Letters trickle in year-round in the community of 1,600, where light poles are curved and striped like candy canes and streets have names such as Santa Claus Lane and Kris Kringle Drive. Around Thanksgiving, they start pouring in by the thousands each day as Christmas approaches. Even stampless letters get through, a rare exception for the U.S. Postal Service.
"This is special because it has Santa's name on it," said Debra Cornelius, a supervisor at the main post office in nearby Fairbanks, where the letters are processed during the holiday rush.
"It's what makes Christmas magic for children," Cornelius said. "Why not make that available for them?"
Gabby Gaborik is among several dozen volunteers who believe in the Santa cause, opening crates full of letters, as many as 12,000 a day come crunch time. With 6,000 now arriving daily, volunteers are hustling to send off preprinted replies to children who sent return addresses.
"We try to keep the big guy mystical, so we sign off as Santa's elves and helpers," Gaborik said.
In his 10 years as an elf, Gaborik has seen every kind of request. There are the children who want the latest toys and gizmos they see on TV. There are the children who ask for miracles, orphans wanting their mother back for Christmas or a father back from Iraq, even though he died there. Many letter writers point out how good they've been. Some enclose a dollar bill to cover postage.
Gaborik still marvels at a missive that arrived three years with a Michigan postmark and no postage stamp. It was addressed to Santa Claus and had no return address. Inside was a thousand-dollar money order and an anonymous note that said: "If you are who you say you are, you'll put this to good use."
Volunteers bought postage stamps for the effort.
"I believe Santa Claus has qualities that represent the good in everybody, and people reach out to that," Gaborik said. "Santa Claus represents their validation as a good person, when everything today is so quick, so hard, so bang, bang, bang."
He fished a random letter out of a pile. This one ran the gamut. The writer, Ashley, wants only one thing, an iPod Nano, but then asks: "What list am I on, the naughty or nice list? If I'm on the naughty, what could I do to get of (sic)?" Then comes the hook: "And how many cookies do you think you can eat on Christmas night?"

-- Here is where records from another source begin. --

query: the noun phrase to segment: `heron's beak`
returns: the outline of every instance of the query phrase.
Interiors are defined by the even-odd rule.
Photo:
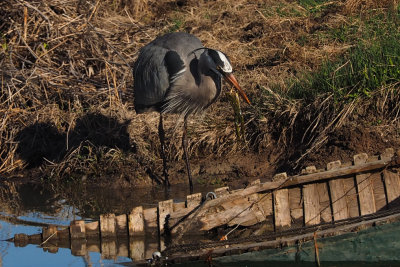
[[[223,74],[225,80],[235,87],[235,89],[239,92],[239,94],[243,98],[243,100],[246,101],[247,104],[251,105],[249,98],[247,97],[247,95],[245,94],[243,89],[240,87],[240,85],[237,82],[235,76],[233,76],[232,73],[225,73],[224,72],[222,74]]]

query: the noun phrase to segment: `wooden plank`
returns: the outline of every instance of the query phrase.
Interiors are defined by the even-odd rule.
[[[292,227],[302,227],[303,199],[301,197],[301,188],[295,187],[289,189],[289,207]]]
[[[120,241],[120,240],[118,240]],[[123,242],[125,241],[125,242]],[[128,239],[124,239],[122,242],[118,242],[117,245],[117,257],[129,257],[128,250]]]
[[[385,184],[382,173],[373,173],[371,175],[372,188],[374,192],[376,211],[386,209],[387,200],[385,195]]]
[[[386,149],[381,155],[382,160],[391,160],[394,156],[394,149]],[[390,206],[390,202],[400,197],[400,177],[397,170],[384,169],[383,179],[386,188],[387,200]]]
[[[360,207],[358,205],[358,194],[356,187],[357,186],[354,176],[343,179],[343,188],[350,218],[360,216]]]
[[[88,239],[86,240],[86,250],[88,252],[98,252],[100,253],[101,251],[101,246],[100,246],[100,239]]]
[[[66,240],[66,239],[69,240],[70,239],[69,227],[64,228],[64,229],[58,229],[57,237],[59,240]]]
[[[143,260],[144,252],[145,252],[144,237],[129,239],[129,253],[130,253],[129,258],[131,258],[134,262]]]
[[[182,210],[186,208],[186,202],[174,202],[174,212],[178,210]]]
[[[275,229],[282,230],[291,226],[289,191],[280,189],[273,193],[275,211]]]
[[[354,165],[361,165],[367,162],[368,155],[366,153],[354,156]],[[358,197],[360,201],[361,215],[372,214],[376,212],[375,197],[372,189],[372,179],[370,173],[356,175]]]
[[[158,227],[160,230],[160,234],[164,233],[164,229],[169,226],[167,219],[170,217],[170,214],[174,211],[174,200],[169,199],[165,201],[161,201],[158,203]],[[168,216],[168,218],[167,218]]]
[[[343,167],[343,168],[330,169],[330,170],[327,170],[324,172],[311,173],[311,174],[307,174],[307,175],[296,175],[296,176],[290,177],[290,179],[288,179],[287,182],[282,184],[281,187],[310,183],[310,182],[314,182],[314,181],[326,180],[326,179],[341,177],[341,176],[348,176],[348,175],[355,174],[358,172],[367,172],[367,171],[371,171],[374,169],[384,168],[387,166],[397,166],[399,164],[400,164],[400,158],[396,159],[394,161],[381,159],[381,160],[377,160],[374,162],[367,162],[365,164],[360,164],[360,165],[353,165],[353,166],[348,166],[348,167]],[[273,186],[273,185],[271,184],[271,186]],[[270,188],[269,185],[266,185],[266,184],[264,184],[263,188],[272,189],[272,188]]]
[[[316,173],[317,172],[317,167],[315,166],[307,166],[305,169],[301,170],[301,174],[310,174],[310,173]]]
[[[116,235],[115,214],[109,213],[100,215],[100,235],[102,239],[115,237]]]
[[[71,254],[74,256],[85,256],[86,250],[86,240],[85,239],[72,239],[71,238]]]
[[[329,162],[326,166],[328,171],[334,171],[341,166],[340,161]],[[333,219],[343,220],[349,218],[349,210],[345,198],[343,178],[329,181],[329,188],[332,200]]]
[[[26,234],[15,234],[13,241],[14,241],[14,246],[25,247],[29,244],[29,236]]]
[[[201,203],[201,193],[196,193],[192,195],[186,196],[186,207],[194,208],[200,205]]]
[[[248,201],[247,198],[235,199],[231,202],[224,203],[218,210],[212,209],[209,213],[204,214],[198,218],[197,229],[208,231],[216,226],[225,224],[238,224],[249,220],[249,208],[253,202]],[[247,216],[247,218],[243,218]]]
[[[321,222],[319,194],[317,184],[306,184],[303,186],[304,197],[304,223],[306,226],[319,224]]]
[[[262,207],[259,205],[260,196],[258,194],[252,194],[249,196],[248,208],[242,212],[239,211],[238,215],[232,218],[228,222],[228,226],[250,226],[265,221],[264,212]]]
[[[117,236],[128,236],[128,216],[126,214],[118,215],[115,217],[115,226]]]
[[[135,207],[128,214],[128,232],[130,236],[143,236],[145,234],[143,207]]]
[[[116,256],[117,256],[116,239],[102,240],[101,241],[101,258],[111,260],[111,259],[115,259]]]
[[[385,187],[388,203],[400,197],[400,177],[399,172],[394,170],[384,170],[383,177],[385,179]]]
[[[85,232],[86,237],[99,237],[100,236],[100,229],[99,229],[99,221],[94,221],[90,223],[85,223]]]
[[[217,197],[226,196],[229,194],[229,186],[216,188],[214,189],[214,193],[217,195]]]
[[[69,233],[71,236],[71,240],[86,238],[85,222],[83,220],[71,221],[71,224],[69,226]]]
[[[339,162],[340,163],[340,162]],[[397,166],[400,164],[400,159],[398,160],[386,160],[381,159],[375,162],[368,162],[362,165],[354,165],[354,166],[346,166],[346,167],[339,167],[337,168],[327,168],[327,171],[311,173],[307,175],[298,175],[293,176],[287,179],[276,179],[277,181],[261,183],[259,185],[252,185],[242,190],[231,191],[229,195],[207,200],[203,203],[198,210],[194,213],[187,213],[188,217],[185,220],[179,223],[179,227],[177,227],[176,231],[182,235],[183,232],[199,229],[199,219],[203,216],[211,216],[211,214],[215,214],[219,212],[224,203],[232,202],[236,199],[240,199],[243,197],[247,197],[254,193],[259,193],[263,191],[273,190],[280,186],[294,186],[303,183],[309,183],[313,181],[321,181],[325,179],[331,179],[336,177],[349,177],[350,175],[354,175],[357,172],[363,172],[372,170],[375,168],[385,168],[388,166]],[[328,165],[336,166],[335,163],[330,163]],[[285,180],[285,182],[282,182]],[[352,179],[340,178],[334,179],[329,181],[329,189],[330,194],[332,196],[333,201],[333,212],[334,219],[345,219],[349,216],[357,216],[355,214],[358,213],[358,201],[357,201],[357,194],[356,188],[354,183],[354,177]],[[290,211],[289,211],[290,213]],[[178,214],[177,214],[178,215]],[[181,216],[182,214],[179,214]],[[174,218],[175,214],[171,214],[171,219],[176,220]],[[274,215],[275,216],[275,215]],[[215,223],[217,222],[224,222],[224,220],[214,220]],[[194,225],[194,226],[192,226]],[[209,225],[210,226],[210,225]],[[220,225],[213,225],[212,228],[217,227]]]
[[[318,183],[317,191],[319,196],[319,206],[320,206],[320,214],[322,222],[331,222],[332,221],[332,208],[331,201],[329,199],[329,190],[328,184]]]
[[[259,230],[259,234],[263,234],[266,232],[273,232],[275,230],[274,226],[274,208],[272,203],[272,193],[261,193],[259,194],[259,200],[257,202],[257,206],[262,212],[263,217],[265,218],[263,222],[263,227]]]
[[[285,182],[287,180],[288,176],[286,172],[282,172],[282,173],[277,173],[274,175],[274,177],[272,177],[272,181],[274,182]]]
[[[57,239],[57,226],[55,225],[49,225],[47,227],[42,228],[42,235],[43,235],[43,240],[55,240]]]
[[[154,233],[156,229],[158,229],[158,220],[157,220],[157,211],[158,208],[150,208],[143,209],[143,218],[144,218],[144,229],[146,233]]]

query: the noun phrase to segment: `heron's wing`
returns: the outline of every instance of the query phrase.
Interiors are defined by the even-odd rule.
[[[186,71],[185,62],[176,51],[168,51],[165,54],[164,65],[167,68],[170,84],[182,77]]]
[[[167,49],[150,43],[142,48],[134,66],[134,104],[137,113],[159,110],[167,89],[169,75],[164,65]]]

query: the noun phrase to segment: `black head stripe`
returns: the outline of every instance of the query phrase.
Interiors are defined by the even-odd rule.
[[[215,62],[215,64],[217,66],[223,66],[224,65],[224,62],[219,57],[217,51],[215,51],[213,49],[208,49],[208,55],[214,60],[214,62]]]
[[[232,72],[232,64],[226,54],[218,50],[208,49],[208,55],[223,72]]]

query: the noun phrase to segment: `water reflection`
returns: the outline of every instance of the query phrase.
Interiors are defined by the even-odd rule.
[[[202,188],[206,192],[208,188]],[[187,185],[174,186],[170,195],[175,200],[186,199]],[[0,186],[0,266],[110,266],[132,260],[150,258],[163,244],[156,236],[146,240],[49,239],[41,235],[51,224],[66,228],[73,220],[98,220],[100,214],[129,213],[133,207],[156,207],[166,199],[162,187],[140,190],[113,190],[96,186],[68,186],[62,190],[38,184],[3,183]],[[61,234],[61,230],[58,234]],[[27,236],[31,236],[30,239]],[[100,241],[101,240],[101,241]]]

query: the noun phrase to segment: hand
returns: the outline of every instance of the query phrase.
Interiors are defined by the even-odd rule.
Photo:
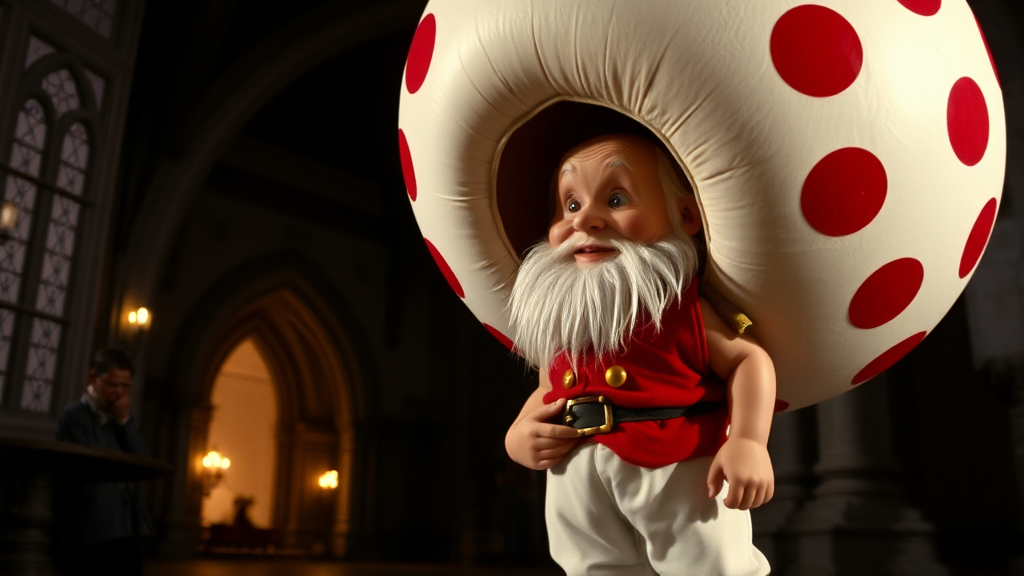
[[[562,413],[565,400],[545,404],[517,420],[505,435],[505,450],[516,462],[533,470],[558,464],[579,443],[575,428],[546,422]]]
[[[128,402],[128,395],[125,394],[110,405],[110,412],[114,415],[114,419],[117,420],[118,424],[127,422],[128,416],[131,415],[131,408]]]
[[[725,507],[739,510],[757,508],[775,494],[775,472],[768,448],[749,438],[730,437],[722,445],[708,472],[708,497],[722,491],[729,482]]]

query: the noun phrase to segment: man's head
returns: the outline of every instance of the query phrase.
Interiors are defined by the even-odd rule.
[[[109,409],[128,395],[135,367],[132,359],[118,348],[97,351],[89,365],[89,385],[98,407]]]
[[[599,136],[570,150],[559,164],[555,196],[548,243],[577,244],[579,264],[615,255],[613,239],[650,244],[701,228],[689,186],[664,153],[638,136]]]
[[[509,302],[517,350],[542,366],[621,348],[638,322],[660,325],[697,266],[696,199],[657,147],[609,135],[573,148],[555,175],[548,241],[531,249]]]

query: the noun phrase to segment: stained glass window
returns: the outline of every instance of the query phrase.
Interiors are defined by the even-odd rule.
[[[36,100],[25,102],[18,114],[11,146],[11,168],[28,176],[38,177],[46,145],[46,113]],[[31,180],[8,173],[4,200],[18,206],[18,223],[7,242],[0,245],[0,300],[18,303],[22,274],[25,269],[26,246],[35,209],[37,186]],[[7,365],[11,353],[11,336],[15,313],[0,309],[0,394],[7,379]]]
[[[45,412],[50,409],[60,333],[60,324],[56,322],[42,318],[32,321],[25,386],[21,392],[21,407],[26,410]]]
[[[52,0],[86,26],[110,38],[117,15],[117,0]]]
[[[58,116],[69,110],[78,109],[78,88],[75,86],[74,76],[66,68],[43,78],[43,90],[53,100],[53,107],[57,109]]]
[[[28,55],[25,56],[25,68],[31,66],[36,60],[39,60],[47,54],[52,54],[53,52],[53,46],[50,46],[35,36],[30,36],[28,39]]]

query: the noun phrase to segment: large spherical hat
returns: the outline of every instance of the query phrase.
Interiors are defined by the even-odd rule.
[[[624,124],[693,185],[703,281],[754,321],[781,408],[917,345],[999,205],[1003,103],[963,0],[432,0],[403,80],[402,168],[430,253],[506,344],[557,158]]]

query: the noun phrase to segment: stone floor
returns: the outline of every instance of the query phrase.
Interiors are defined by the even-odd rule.
[[[428,564],[364,564],[295,559],[153,561],[145,576],[558,576],[535,568],[484,568]]]

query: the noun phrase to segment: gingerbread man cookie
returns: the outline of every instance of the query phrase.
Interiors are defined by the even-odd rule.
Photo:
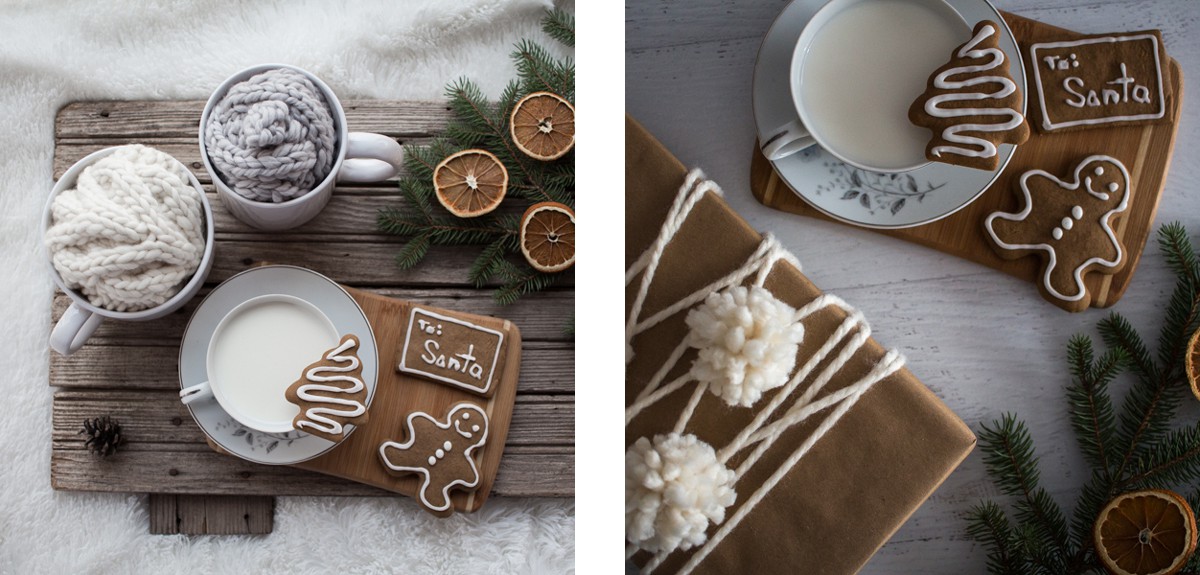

No matter how cookies in the lure, Santa and his helpers never make any promises in writing.
Ideally, parents and other adults write their own Santa replies, put them in a stamped, self-addressed envelope and tuck them into a larger envelope addressed to the Fairbanks post office.
Either way, replies get a North Pole postal cancellation mark, complete with a half-moon drawing of Santa's face. The Fairbanks post office also stamps the postmark on thousands of Christmas cards and packages diverted through Alaska from outside the state each year.
Eielson Air Force Base near Fairbanks also runs a Santa letter project. Santa's Mailbag was started in 1954 by base weather forecasters.
Last year, more than 4,000 letters were received and followed up with replies from base volunteers. Many of the letters came from children of military families stationed in the lower 48 states and abroad, but civilian children also are welcome to write, said Staff Sgt. Melody Goode.
Even late letters get a reply, Goode said.
"It says something like 'Thanks for writing. Santa's been real busy,' anything the kiddies might want to hear," she said.